The cure: reboot Windows and make sure that no programs are running. (NB: the Microsoft Office toolbar which many people launch on start up is a program and may be the source of the problem: close this too while installing software.) Then reinstall MOZART.
(If this doesn't work, use the Windows 95/NT explorer to move mfc42.dll out of your Windows System directory to somewhere safe - for example a temporary directory or a back-up floppy disk. Or just rename it mfc42.old. If Windows doesn't let you remove it from the Windows System directory or rename it, then it is in use by a program.

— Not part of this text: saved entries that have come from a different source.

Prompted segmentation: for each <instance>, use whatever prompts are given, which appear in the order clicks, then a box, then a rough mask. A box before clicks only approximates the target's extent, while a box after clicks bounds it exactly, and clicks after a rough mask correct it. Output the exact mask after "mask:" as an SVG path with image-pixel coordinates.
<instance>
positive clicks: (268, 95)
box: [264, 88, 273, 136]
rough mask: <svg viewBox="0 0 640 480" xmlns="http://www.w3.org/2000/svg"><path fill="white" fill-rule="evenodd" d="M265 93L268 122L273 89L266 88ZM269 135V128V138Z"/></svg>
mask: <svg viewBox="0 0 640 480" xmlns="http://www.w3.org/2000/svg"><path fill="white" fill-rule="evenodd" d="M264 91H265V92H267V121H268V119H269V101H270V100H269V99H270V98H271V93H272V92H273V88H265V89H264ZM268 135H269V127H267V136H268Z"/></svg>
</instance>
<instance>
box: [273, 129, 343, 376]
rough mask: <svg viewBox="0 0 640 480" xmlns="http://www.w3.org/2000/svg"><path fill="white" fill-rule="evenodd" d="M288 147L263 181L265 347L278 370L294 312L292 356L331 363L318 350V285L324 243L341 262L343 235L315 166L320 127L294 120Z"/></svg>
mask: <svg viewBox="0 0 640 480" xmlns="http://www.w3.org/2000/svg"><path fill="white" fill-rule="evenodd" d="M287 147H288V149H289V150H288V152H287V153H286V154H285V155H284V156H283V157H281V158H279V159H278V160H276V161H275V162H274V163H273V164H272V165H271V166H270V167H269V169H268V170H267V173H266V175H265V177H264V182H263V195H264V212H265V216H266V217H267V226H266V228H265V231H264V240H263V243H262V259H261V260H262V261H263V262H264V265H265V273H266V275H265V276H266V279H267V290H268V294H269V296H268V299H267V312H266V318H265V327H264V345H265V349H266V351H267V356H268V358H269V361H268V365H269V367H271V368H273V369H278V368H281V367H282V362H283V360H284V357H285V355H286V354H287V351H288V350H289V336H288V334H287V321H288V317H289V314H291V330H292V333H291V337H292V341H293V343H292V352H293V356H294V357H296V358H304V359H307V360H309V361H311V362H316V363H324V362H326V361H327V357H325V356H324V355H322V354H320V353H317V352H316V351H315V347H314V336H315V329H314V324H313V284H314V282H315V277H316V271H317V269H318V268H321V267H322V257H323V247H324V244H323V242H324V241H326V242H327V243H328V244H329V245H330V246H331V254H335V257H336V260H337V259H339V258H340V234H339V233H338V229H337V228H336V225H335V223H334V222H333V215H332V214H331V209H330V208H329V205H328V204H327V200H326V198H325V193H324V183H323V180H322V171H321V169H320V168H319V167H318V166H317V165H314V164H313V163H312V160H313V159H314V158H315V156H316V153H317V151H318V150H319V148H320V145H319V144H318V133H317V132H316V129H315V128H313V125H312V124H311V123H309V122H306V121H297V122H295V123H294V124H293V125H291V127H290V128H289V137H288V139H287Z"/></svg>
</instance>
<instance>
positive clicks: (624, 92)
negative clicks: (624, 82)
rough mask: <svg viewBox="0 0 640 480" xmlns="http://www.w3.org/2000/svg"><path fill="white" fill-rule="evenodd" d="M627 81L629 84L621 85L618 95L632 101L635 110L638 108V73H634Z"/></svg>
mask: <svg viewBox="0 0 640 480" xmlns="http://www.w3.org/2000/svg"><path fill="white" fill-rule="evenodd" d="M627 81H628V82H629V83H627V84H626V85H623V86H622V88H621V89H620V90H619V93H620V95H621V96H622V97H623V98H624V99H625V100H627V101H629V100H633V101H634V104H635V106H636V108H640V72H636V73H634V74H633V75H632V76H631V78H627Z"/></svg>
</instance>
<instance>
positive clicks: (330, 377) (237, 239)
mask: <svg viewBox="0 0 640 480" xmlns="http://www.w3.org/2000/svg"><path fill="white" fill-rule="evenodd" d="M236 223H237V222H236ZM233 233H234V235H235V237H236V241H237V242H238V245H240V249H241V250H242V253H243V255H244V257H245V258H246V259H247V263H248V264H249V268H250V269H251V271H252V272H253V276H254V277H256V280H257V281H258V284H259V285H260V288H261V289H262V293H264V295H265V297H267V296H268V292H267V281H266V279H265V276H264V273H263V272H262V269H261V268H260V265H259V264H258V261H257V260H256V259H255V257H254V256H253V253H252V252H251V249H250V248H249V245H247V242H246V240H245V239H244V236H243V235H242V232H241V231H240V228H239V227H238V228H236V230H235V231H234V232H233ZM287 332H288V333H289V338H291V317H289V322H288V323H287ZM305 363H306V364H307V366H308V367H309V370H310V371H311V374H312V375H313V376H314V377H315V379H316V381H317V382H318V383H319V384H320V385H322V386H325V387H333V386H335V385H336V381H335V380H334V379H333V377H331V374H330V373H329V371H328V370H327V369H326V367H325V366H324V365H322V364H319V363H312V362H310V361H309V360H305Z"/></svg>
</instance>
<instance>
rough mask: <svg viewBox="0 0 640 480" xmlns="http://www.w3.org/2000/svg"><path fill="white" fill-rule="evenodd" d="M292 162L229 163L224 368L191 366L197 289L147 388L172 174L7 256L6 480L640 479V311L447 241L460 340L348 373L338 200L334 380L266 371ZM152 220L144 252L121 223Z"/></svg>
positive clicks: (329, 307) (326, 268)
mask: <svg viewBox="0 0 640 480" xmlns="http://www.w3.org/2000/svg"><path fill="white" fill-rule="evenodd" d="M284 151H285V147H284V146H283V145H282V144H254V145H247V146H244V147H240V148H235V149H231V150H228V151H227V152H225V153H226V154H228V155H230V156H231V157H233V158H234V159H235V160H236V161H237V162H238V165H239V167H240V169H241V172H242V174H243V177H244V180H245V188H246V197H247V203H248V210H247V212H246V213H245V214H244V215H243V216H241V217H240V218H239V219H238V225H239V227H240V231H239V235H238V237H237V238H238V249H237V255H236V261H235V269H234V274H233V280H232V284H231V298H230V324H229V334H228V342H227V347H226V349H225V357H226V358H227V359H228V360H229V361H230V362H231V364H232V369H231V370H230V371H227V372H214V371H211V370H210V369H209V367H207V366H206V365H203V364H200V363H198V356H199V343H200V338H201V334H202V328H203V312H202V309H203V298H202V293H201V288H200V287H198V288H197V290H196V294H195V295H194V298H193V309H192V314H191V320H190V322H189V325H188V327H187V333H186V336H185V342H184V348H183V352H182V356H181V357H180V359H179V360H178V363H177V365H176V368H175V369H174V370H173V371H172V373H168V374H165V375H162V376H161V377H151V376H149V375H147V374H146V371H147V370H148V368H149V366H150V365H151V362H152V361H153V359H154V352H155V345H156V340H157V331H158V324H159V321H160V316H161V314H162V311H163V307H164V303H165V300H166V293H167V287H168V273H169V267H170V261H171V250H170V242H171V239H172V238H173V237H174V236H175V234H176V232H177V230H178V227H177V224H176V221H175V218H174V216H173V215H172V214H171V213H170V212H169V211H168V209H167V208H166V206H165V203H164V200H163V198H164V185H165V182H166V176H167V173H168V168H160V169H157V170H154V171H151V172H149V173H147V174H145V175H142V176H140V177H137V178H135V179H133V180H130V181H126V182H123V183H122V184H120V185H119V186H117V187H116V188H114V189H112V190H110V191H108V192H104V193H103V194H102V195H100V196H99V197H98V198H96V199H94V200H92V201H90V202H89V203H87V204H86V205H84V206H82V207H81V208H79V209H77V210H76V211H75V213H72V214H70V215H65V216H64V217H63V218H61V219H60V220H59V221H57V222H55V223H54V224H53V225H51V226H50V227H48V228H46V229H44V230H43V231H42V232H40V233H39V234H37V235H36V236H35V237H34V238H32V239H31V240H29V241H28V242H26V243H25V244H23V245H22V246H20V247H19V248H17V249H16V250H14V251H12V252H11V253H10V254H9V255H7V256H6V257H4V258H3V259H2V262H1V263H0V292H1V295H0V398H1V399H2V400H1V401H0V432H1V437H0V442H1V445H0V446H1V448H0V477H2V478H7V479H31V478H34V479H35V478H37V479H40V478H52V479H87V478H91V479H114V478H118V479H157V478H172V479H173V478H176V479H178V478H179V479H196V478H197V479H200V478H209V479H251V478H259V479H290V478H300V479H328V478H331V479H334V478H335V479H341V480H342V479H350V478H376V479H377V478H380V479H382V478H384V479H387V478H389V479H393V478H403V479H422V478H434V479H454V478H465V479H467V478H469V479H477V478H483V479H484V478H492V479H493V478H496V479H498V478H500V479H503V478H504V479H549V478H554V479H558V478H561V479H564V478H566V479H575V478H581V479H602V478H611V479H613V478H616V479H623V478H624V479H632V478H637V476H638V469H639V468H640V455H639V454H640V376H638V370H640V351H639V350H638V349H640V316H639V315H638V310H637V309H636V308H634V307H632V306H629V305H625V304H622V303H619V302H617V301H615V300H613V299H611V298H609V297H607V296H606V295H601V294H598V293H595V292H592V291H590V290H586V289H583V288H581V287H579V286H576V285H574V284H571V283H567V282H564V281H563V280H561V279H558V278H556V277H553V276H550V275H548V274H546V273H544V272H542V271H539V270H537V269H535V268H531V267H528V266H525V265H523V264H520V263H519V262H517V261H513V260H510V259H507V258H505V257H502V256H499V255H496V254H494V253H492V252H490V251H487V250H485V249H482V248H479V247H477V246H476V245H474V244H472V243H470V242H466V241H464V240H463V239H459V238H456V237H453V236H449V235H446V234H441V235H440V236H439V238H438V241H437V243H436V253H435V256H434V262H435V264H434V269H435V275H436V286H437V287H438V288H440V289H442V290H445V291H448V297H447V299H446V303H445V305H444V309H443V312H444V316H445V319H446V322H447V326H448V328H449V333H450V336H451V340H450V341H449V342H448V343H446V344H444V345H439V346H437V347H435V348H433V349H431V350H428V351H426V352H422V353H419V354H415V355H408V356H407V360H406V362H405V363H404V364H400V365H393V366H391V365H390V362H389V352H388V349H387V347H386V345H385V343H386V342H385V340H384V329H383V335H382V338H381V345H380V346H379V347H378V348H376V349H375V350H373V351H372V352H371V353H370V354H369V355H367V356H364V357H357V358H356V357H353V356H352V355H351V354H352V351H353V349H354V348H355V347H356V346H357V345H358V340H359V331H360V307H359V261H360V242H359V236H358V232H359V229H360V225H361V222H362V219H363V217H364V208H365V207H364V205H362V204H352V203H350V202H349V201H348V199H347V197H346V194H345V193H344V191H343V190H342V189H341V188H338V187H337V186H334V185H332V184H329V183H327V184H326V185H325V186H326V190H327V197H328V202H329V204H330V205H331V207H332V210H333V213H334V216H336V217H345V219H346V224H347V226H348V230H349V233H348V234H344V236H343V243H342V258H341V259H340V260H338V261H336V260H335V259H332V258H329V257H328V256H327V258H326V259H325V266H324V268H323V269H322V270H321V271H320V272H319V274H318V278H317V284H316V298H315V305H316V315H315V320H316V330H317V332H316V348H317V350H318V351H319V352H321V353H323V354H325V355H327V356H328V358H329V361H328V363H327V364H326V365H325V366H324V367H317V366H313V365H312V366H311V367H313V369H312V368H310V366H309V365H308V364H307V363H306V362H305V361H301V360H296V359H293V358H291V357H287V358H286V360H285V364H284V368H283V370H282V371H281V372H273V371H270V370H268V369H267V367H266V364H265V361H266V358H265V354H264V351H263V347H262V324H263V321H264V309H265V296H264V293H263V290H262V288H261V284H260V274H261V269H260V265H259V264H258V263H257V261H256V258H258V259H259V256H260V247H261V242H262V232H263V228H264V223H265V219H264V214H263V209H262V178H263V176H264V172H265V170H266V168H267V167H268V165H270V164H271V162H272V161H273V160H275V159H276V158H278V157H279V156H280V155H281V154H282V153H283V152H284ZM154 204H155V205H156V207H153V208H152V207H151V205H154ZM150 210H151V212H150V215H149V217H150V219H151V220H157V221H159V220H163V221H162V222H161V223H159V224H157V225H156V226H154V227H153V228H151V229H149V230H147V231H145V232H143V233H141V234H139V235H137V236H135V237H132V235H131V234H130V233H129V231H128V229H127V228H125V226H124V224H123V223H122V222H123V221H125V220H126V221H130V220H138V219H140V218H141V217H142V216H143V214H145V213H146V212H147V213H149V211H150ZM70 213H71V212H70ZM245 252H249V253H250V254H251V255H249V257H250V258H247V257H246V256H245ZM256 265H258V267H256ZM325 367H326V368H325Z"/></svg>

Once you have shut down enough programs and successfully moved it, reinstalling MOZART will put the new version in place.)
Note: Many programs written with Microsoft Visual C++ use mfc42.dll but the operating system itself doesn't. Programs written with VC++ 4.2 use the older version; programs written with VC++5.0 use the newer version and programs written with VC++ 6 use a newer one still.
MOZART 4 installs mfc42.dll version 6.00.8267.0
As Windows itself has evolved, Microsoft have taken steps to ensure that this sort of thing doesn't happen. It will not be a problem on modern computers.
First install MOZART 4 or later in a different directory from MOZART 3. (The installation program suggests a different name, and so you can accept the default.) Then you must move some of MOZART 3's files. In the directory where you installed MOZART 3 you'll find version 3 of mozart32.exe and various other files and a subdirectory called "system". In the system directory you'll find DLL files: mzw320.dll, mzw32f.dll, and mzw32s.dll. Move these up one level into the same directory as mozart32.exe. You will now be able to use either MOZART 3 or MOZART 4 on the same computer. NB do not confuse the directory trees for the two different versions.
Also please note that later MOZART versions will read files saved by earlier versions but not the other way round.
Later versions of Mozart are designed explicitly so users of Mozart N can try the evaluation copy of Mozart N+1 without affecting their Mozart N installation: different versions of Mozart are installed in different directories and they work fine. As of 2011, the author of mozart keeps versions 5,6,7,8,9,10,11 installed on the same machine in order to be able to answer support questions.
With modern versions you can't do this easily - but in the 21st century who would want to? You can copy the installation program to a USB memory stick.
For the record, the answer to this question used to be:
Download the zip file version of the installation program.
Unzip the file using a standard unzipping program (eg pkzip or winzip which can be found on most shareware sites). Format two 1.44MB floppies and copy the unzipped files to the disks. Put setup.exe on one disk and setup.w02 on another and label them "Mozart installation disk 1", and "Mozart installation disk 2" respectively. Put the information files ReadMe.txt and file_id.diz on both for preference, but they must be put on the second disk. Running setup.exe from disk 1 will install MOZART, prompting you to insert disk 2 when required.
NB MOZART's Evaluation Copy is freely distributable. The Virtuoso Edition, which you get when you buy the program, is not - it is licensed to you only.
This topic applies to Windows 98 only. For some reason in Windows 98, the file OLEACC.DLL, which is part of the operating system, is not always installed. It can be installed most simply just by copying it to the appropriate directory on your computer, but you must use the correct version of the file as defined below.
First right-click on the appropriate link below and save the file to your computer
Then when you have downloaded the appropriate version of the file copy it to your \windows\system directory.
Files to download:
Windows 98 First (original) Edition requires oleacc.dll for Windows 98 original edition
Windows 98 Second Edition requires oleacc.dll for Windows 98 second edition
Yes! From MOZART 4 onwards.
Lyrics were a little slow to enter up to and including MOZART 5. In MOZART 6 onwards this topic is covered in detail in the help system.